2009.09.17 読売新聞、朝日新聞のウェブサイトの新政権関係の見出し
・ 高速道路無料化「慎重を期す」…前原国交相 /読売新聞
・ 前原国交相、八ツ場ダム建設中止を明言/朝日新聞
・ 川辺川ダム(熊本)も中止を明言 前原国交相/朝日新聞
・ 日航有識者会議、白紙に…前原国交相/読売新聞
・ 「後期高齢者医療制度は廃止」…長妻厚労相/読売新聞
・ 生保母子加算10月にも復活 長妻厚労相が早期復活明言/朝日新聞
・ ガソリン暫定税率、10年度廃止 藤井財務相が明言/朝日新聞
・ 「密約」調査、次官に命令…岡田外相/読売新聞
・ 原口総務相「国の出先機関は原則廃止」/読売新聞
・ 日本郵政の西川社長辞任、原口総務相も要求/読売新聞
・ 北沢防衛相、給油活動を延長しない方針明言/読売新聞
・ 4年以内に環境税…小沢環境相/読売新聞
・ 死刑廃止派・千葉法相「慎重に」/読売新聞
・ 官僚の記者会見、原則禁止…官邸が省庁に通知/読売新聞
マスメディアのフィルターを通しての情報だから、どこまで新閣僚の発言の本意を僕が理解しているのか心もとないけれど、マニフェストにも書かれた、これまでの自由民主党を中心とした政権で執られた政策を変更する発言ですね。

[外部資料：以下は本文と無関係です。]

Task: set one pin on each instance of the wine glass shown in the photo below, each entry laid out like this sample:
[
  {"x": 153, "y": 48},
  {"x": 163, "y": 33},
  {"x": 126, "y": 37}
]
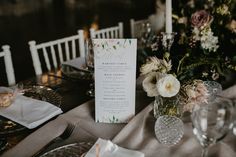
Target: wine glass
[
  {"x": 89, "y": 61},
  {"x": 211, "y": 121}
]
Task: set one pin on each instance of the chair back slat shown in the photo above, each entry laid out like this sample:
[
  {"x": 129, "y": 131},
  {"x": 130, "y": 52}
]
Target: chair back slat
[
  {"x": 60, "y": 52},
  {"x": 111, "y": 32},
  {"x": 64, "y": 49},
  {"x": 136, "y": 27},
  {"x": 67, "y": 51},
  {"x": 6, "y": 54},
  {"x": 45, "y": 54},
  {"x": 53, "y": 56},
  {"x": 73, "y": 49}
]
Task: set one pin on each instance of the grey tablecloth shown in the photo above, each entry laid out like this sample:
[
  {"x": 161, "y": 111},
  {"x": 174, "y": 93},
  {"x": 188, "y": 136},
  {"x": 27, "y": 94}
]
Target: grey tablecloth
[{"x": 138, "y": 134}]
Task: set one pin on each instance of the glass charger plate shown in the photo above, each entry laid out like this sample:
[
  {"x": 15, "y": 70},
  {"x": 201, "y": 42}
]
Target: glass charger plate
[
  {"x": 75, "y": 150},
  {"x": 37, "y": 92},
  {"x": 76, "y": 74}
]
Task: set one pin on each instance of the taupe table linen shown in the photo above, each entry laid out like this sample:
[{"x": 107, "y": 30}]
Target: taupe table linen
[{"x": 138, "y": 134}]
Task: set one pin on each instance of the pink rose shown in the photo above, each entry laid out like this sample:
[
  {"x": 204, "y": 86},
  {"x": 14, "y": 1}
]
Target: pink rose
[{"x": 201, "y": 19}]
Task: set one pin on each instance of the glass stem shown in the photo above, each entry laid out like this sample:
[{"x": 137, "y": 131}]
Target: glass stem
[{"x": 204, "y": 151}]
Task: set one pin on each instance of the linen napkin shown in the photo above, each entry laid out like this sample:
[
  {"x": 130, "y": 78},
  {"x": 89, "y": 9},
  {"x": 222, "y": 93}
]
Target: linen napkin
[
  {"x": 29, "y": 112},
  {"x": 109, "y": 149}
]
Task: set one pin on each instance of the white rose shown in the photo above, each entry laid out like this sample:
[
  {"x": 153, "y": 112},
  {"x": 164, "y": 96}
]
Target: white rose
[
  {"x": 149, "y": 84},
  {"x": 168, "y": 86}
]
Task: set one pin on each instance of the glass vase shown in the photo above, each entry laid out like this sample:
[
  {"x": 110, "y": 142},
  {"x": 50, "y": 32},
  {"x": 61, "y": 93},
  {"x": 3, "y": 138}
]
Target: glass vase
[{"x": 167, "y": 106}]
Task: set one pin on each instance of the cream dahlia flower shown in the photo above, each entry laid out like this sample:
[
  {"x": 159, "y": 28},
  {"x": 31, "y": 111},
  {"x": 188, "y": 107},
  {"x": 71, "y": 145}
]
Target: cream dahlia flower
[{"x": 168, "y": 86}]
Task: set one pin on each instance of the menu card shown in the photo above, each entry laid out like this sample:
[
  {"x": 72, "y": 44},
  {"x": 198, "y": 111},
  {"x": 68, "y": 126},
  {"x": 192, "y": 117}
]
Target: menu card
[{"x": 115, "y": 76}]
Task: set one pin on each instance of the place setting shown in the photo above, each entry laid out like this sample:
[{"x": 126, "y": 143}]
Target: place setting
[
  {"x": 178, "y": 106},
  {"x": 23, "y": 108}
]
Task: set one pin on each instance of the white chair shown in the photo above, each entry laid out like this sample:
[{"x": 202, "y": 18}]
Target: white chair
[
  {"x": 136, "y": 27},
  {"x": 111, "y": 32},
  {"x": 53, "y": 53},
  {"x": 6, "y": 54}
]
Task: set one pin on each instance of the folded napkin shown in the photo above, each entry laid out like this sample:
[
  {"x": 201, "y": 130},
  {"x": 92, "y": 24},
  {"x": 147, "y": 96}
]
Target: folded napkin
[
  {"x": 29, "y": 112},
  {"x": 77, "y": 63},
  {"x": 109, "y": 149}
]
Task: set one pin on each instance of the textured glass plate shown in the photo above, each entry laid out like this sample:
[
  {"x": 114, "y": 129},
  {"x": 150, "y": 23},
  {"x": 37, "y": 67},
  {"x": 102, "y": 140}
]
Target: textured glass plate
[
  {"x": 75, "y": 150},
  {"x": 37, "y": 92},
  {"x": 77, "y": 74}
]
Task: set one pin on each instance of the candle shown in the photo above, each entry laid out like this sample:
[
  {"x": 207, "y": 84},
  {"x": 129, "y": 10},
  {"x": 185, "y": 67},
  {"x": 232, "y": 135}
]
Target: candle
[{"x": 168, "y": 16}]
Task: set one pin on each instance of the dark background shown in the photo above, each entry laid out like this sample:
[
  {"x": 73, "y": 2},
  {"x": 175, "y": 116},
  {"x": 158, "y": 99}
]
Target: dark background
[{"x": 45, "y": 20}]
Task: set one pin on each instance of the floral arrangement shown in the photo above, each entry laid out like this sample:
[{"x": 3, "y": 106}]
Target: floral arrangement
[{"x": 203, "y": 49}]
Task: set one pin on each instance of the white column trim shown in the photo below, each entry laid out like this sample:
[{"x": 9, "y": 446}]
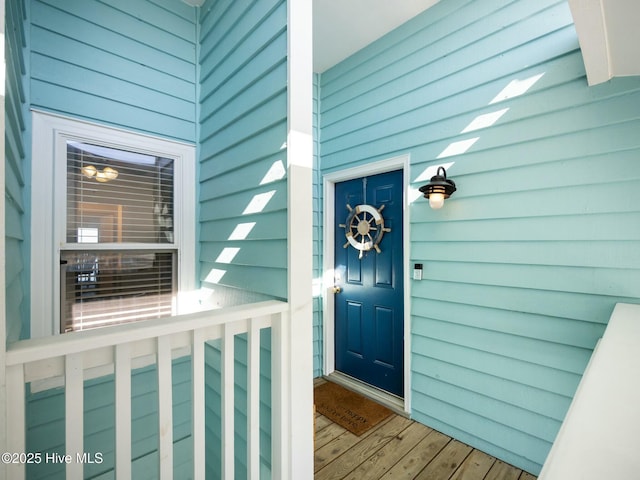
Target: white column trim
[{"x": 298, "y": 358}]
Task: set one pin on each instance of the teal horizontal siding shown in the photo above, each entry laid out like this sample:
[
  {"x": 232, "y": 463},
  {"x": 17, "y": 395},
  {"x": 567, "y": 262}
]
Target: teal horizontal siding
[
  {"x": 16, "y": 170},
  {"x": 45, "y": 424},
  {"x": 129, "y": 64},
  {"x": 523, "y": 265},
  {"x": 243, "y": 133}
]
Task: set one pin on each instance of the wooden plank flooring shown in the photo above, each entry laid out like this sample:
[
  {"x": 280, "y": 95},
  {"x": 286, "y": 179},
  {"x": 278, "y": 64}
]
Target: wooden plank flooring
[{"x": 399, "y": 448}]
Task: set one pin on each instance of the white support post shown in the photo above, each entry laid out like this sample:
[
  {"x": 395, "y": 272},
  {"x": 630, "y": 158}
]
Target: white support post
[
  {"x": 165, "y": 408},
  {"x": 297, "y": 338},
  {"x": 280, "y": 398},
  {"x": 198, "y": 407},
  {"x": 253, "y": 400},
  {"x": 123, "y": 410},
  {"x": 16, "y": 441},
  {"x": 74, "y": 414},
  {"x": 228, "y": 398}
]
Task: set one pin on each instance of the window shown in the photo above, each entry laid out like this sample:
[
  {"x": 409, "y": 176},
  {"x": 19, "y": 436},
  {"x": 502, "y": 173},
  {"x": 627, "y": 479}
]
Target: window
[{"x": 117, "y": 241}]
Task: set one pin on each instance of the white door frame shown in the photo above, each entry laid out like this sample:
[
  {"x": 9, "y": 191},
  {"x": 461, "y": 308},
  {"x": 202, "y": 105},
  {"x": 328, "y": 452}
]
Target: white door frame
[{"x": 329, "y": 180}]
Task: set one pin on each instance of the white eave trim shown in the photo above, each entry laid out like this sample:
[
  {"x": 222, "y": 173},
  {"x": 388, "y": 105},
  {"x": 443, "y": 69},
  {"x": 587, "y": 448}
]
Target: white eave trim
[{"x": 608, "y": 37}]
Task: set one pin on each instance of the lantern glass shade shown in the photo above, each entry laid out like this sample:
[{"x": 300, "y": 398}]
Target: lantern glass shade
[{"x": 436, "y": 200}]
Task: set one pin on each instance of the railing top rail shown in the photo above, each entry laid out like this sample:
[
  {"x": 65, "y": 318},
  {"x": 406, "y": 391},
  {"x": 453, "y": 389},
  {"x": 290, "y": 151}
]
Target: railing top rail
[{"x": 35, "y": 349}]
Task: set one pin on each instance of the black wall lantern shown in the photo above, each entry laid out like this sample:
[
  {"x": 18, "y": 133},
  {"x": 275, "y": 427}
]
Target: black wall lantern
[{"x": 438, "y": 188}]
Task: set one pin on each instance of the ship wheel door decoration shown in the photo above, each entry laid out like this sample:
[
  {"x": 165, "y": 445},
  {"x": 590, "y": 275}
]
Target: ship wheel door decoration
[{"x": 364, "y": 228}]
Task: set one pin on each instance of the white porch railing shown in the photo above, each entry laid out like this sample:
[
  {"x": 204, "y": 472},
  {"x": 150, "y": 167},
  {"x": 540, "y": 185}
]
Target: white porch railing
[{"x": 74, "y": 356}]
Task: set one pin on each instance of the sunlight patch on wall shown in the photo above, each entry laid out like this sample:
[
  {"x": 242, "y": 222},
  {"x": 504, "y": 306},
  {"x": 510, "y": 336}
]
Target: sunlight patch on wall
[
  {"x": 515, "y": 88},
  {"x": 215, "y": 275},
  {"x": 259, "y": 202},
  {"x": 242, "y": 231},
  {"x": 275, "y": 173}
]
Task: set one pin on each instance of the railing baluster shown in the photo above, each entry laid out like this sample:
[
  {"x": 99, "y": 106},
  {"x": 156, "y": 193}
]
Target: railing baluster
[
  {"x": 165, "y": 408},
  {"x": 280, "y": 407},
  {"x": 16, "y": 438},
  {"x": 228, "y": 396},
  {"x": 123, "y": 410},
  {"x": 198, "y": 406},
  {"x": 74, "y": 414},
  {"x": 132, "y": 343}
]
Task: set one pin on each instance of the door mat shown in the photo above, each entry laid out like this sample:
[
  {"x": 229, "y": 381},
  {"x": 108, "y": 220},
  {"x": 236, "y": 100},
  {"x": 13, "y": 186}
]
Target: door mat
[{"x": 348, "y": 409}]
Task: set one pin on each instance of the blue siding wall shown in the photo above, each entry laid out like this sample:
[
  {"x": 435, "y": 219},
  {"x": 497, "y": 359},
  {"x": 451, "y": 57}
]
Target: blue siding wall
[
  {"x": 525, "y": 262},
  {"x": 45, "y": 425},
  {"x": 17, "y": 147},
  {"x": 243, "y": 132},
  {"x": 129, "y": 64}
]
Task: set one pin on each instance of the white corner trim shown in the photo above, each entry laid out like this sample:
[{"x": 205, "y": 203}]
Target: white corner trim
[{"x": 328, "y": 256}]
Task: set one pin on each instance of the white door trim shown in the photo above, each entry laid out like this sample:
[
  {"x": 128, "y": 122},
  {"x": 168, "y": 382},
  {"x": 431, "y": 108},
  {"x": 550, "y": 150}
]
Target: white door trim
[{"x": 329, "y": 180}]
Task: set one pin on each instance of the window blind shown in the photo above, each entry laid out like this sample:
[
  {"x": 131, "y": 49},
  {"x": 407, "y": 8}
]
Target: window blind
[{"x": 117, "y": 199}]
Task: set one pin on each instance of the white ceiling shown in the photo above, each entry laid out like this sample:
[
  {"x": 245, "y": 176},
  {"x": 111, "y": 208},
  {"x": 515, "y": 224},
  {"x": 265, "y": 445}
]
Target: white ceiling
[
  {"x": 607, "y": 30},
  {"x": 342, "y": 27}
]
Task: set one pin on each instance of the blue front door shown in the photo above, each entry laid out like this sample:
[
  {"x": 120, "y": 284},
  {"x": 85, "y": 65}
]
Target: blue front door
[{"x": 369, "y": 313}]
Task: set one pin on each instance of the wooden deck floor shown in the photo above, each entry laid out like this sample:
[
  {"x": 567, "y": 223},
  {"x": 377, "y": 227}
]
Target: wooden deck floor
[{"x": 399, "y": 448}]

マニフェストの頃から、僕は「合成の誤謬(ごびゅう)」と「リスクのトレードオフ」という言葉が気になっていました。
新政権は、このふたつをどうやって回避しながら政策を実行していくのだろう。
「合成の誤謬」はもともとは経済用語だそうです。ひとつひとつ、部分部分は正しいのだけど、総合するとおかしな結果をもたらしてしまうということかな。
これから実施しようとする政策のひとつひとつは、理由のあるものでも国全体の政策として整合性のとれたものになるのか、どうとっていくのか興味があります。
それともうひとつは「リスクのトレードオフ」。これはリスク管理の場面で使われる言葉だと思います。ひとつのリスクを解消したがために新たなリスクが生じてしまうような現象を言うのかな。
今までの政策が抱えている問題を解決するための政策を実行したために生じる問題をどのように最小限にとどめていくのか、そのことにも興味があります。
いったん、今までの政策のバランスを崩すわけだから、難しい作業なんだろうな。
産業界、地方自治体、様々な団体などから、賛成、反対があって、どのような議論して落ち着き先を定めるのか。
そして、新政権はどんな来年度予算を組み立てるのか、気になるところです。
関連エントリー:リスクのモノサシ/中谷内一也 (2007.07.24)
合成の誤謬
合成の誤謬(ごうせいのごびゅう、fallacy of composition)とは、ミクロの視点では正しいことでも、それが合成されたマクロ(集計量)の世界では、かならずしも意図しない結果が生じることを指す経済学の用語。